Chapitre XVI
J'esquissai un pas en avant, de façon à apparaître en pleine lumière. Entre-temps, Rosalind s'était recomposé une figure neutre.
— Je lui ressemble, je suppose, dis-je, tâchant de dissimuler mon malaise.
— À contre-jour seulement. L'allure générale est la même, mais vos cheveux et votre teint sont plus foncés.
— Je tiens de ma mère.
Rosalind se leva de son tabouret. J'espérais qu'elle viendrait vers moi, mais elle se dirigea vers la fenêtre. Les yeux fixés sur la mer, elle dit d'une voix un peu tremblante :
— Votre mère...je l'ai haïe, savez-vous ? La pauvre créature ! Vous aussi, je vous ai haï.
— Je sais.
Ma gorge nouée laissait à peine passer un souffle. Je priai pour que personne n'entrât pour ne pas gâcher ces instants précieux.
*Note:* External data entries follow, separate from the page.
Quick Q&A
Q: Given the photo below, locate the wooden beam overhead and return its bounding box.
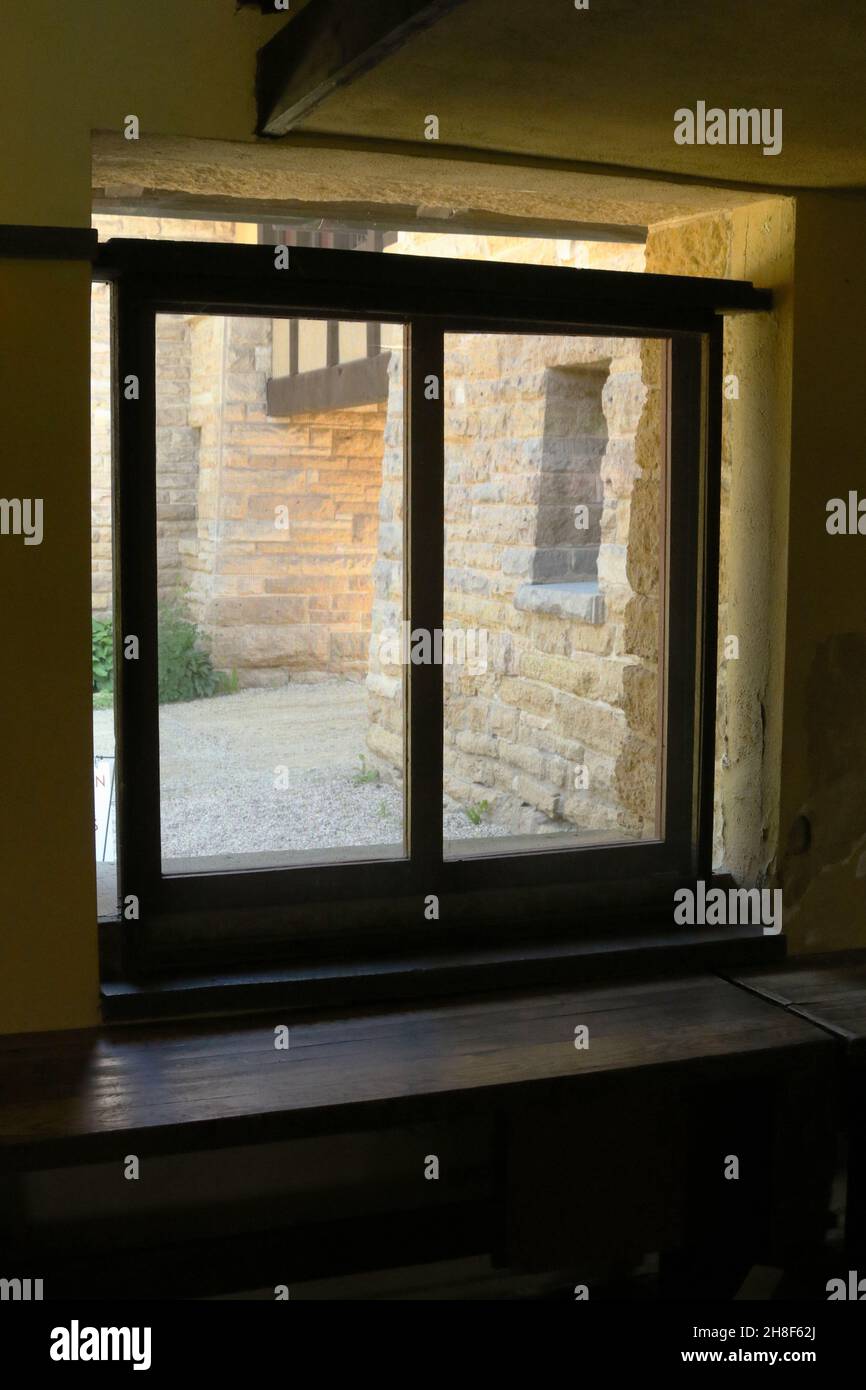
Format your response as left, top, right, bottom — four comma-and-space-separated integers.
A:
256, 0, 464, 136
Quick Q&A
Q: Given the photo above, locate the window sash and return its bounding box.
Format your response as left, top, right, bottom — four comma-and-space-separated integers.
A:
97, 242, 733, 965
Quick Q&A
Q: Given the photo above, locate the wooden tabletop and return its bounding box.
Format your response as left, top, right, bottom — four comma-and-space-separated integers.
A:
728, 951, 866, 1061
0, 974, 833, 1168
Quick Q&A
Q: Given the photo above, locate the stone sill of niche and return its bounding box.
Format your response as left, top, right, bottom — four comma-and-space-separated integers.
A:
514, 580, 605, 627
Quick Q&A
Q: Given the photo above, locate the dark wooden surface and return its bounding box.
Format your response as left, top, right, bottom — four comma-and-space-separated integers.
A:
730, 951, 866, 1268
0, 976, 833, 1169
728, 951, 866, 1063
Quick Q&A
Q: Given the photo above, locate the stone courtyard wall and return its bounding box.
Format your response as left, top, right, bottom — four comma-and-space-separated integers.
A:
93, 218, 662, 837
183, 316, 385, 685
368, 236, 662, 835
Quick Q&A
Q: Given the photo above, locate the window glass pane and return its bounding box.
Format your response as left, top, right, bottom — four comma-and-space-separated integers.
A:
444, 334, 666, 856
339, 322, 367, 361
90, 285, 117, 917
156, 314, 405, 873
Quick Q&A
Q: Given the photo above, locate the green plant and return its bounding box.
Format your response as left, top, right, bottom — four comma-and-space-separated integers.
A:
90, 617, 114, 691
157, 595, 230, 705
352, 753, 379, 787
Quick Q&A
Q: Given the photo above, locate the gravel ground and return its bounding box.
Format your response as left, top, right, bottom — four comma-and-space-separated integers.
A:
93, 680, 507, 859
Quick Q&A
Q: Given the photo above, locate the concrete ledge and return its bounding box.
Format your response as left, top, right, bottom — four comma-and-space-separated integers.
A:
514, 580, 605, 627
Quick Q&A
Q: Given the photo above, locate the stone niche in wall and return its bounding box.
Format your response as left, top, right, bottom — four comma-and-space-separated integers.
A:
368, 326, 660, 837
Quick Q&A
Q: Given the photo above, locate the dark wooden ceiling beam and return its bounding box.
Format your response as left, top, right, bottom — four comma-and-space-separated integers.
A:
256, 0, 466, 136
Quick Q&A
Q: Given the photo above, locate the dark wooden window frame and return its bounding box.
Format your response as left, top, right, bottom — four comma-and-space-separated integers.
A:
95, 240, 770, 980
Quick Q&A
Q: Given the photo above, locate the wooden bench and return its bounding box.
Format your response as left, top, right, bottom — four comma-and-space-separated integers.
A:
0, 974, 835, 1297
730, 951, 866, 1262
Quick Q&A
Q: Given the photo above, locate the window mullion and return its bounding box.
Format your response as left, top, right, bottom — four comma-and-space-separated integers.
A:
402, 320, 445, 872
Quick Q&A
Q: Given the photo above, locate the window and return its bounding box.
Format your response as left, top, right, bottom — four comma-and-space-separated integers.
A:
91, 240, 765, 972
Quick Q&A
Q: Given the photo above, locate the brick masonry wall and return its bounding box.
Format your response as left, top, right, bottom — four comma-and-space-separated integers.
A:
368, 236, 662, 835
93, 218, 662, 835
182, 317, 385, 685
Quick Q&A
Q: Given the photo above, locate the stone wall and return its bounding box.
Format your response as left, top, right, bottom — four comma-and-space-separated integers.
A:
181, 316, 385, 685
90, 217, 385, 685
368, 238, 662, 837
93, 220, 662, 838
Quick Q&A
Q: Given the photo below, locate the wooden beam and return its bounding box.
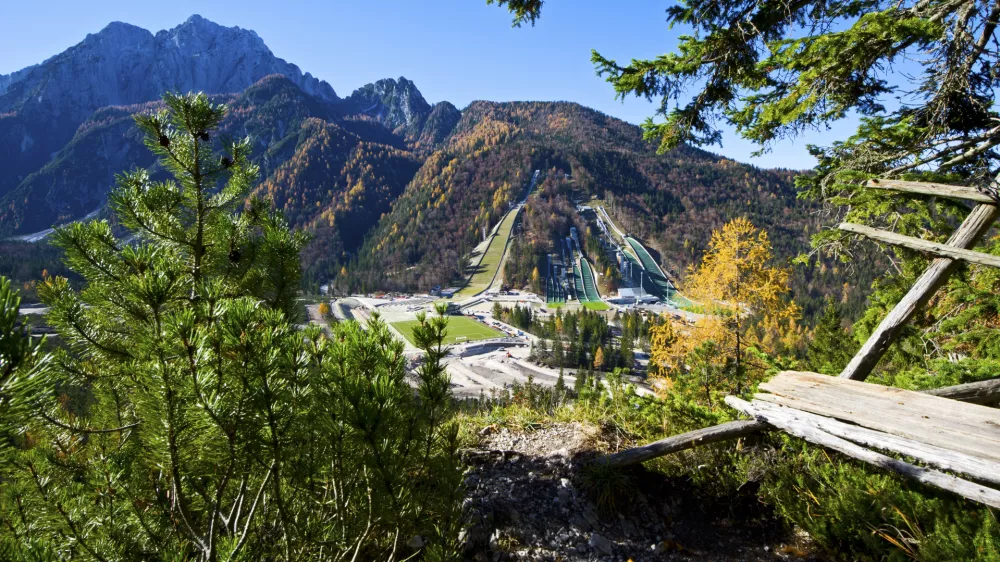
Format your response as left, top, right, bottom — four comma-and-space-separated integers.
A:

— Mais le passé est mort, conclut-elle, cette fois tournée dans ma direction : tout comme Franck. Il y a longtemps que j'ai cessé de vous en vouloir.
Les chaînes qui m'étouffaient se délièrent.
— Tant mieux. D'ailleurs, je ne compte pas vous imposer ma présence éternellement. Dès que j'aurai trouvé un travail, je chercherai un logement.
— Alors, vous étiez sérieux en parlant d'indépendance ?
— Très. J'ai vécu trop longtemps hors de la maison pour m'y sentir vraiment chez moi.
Sa bouche couleur corail se crispa en une grimace amère.
— Je regrette d'avoir été à l'origine de cet exil, croyez-le. Les enfants ne doivent pas payer pour les fautes des adultes.
— Vous n'avez rien à regretter. Les années de pension m'ont été bénéfiques.
C'était vrai. D'un mal, était sorti un bien. Sans cet éloignement, j'aurais peut-être ressemblé à James ou à Bruce. Que Rosalind reconnût son erreur mettait un baume à mes blessures d'enfance. À partir de maintenant, je pouvais regarder derrière moi avec sérénité.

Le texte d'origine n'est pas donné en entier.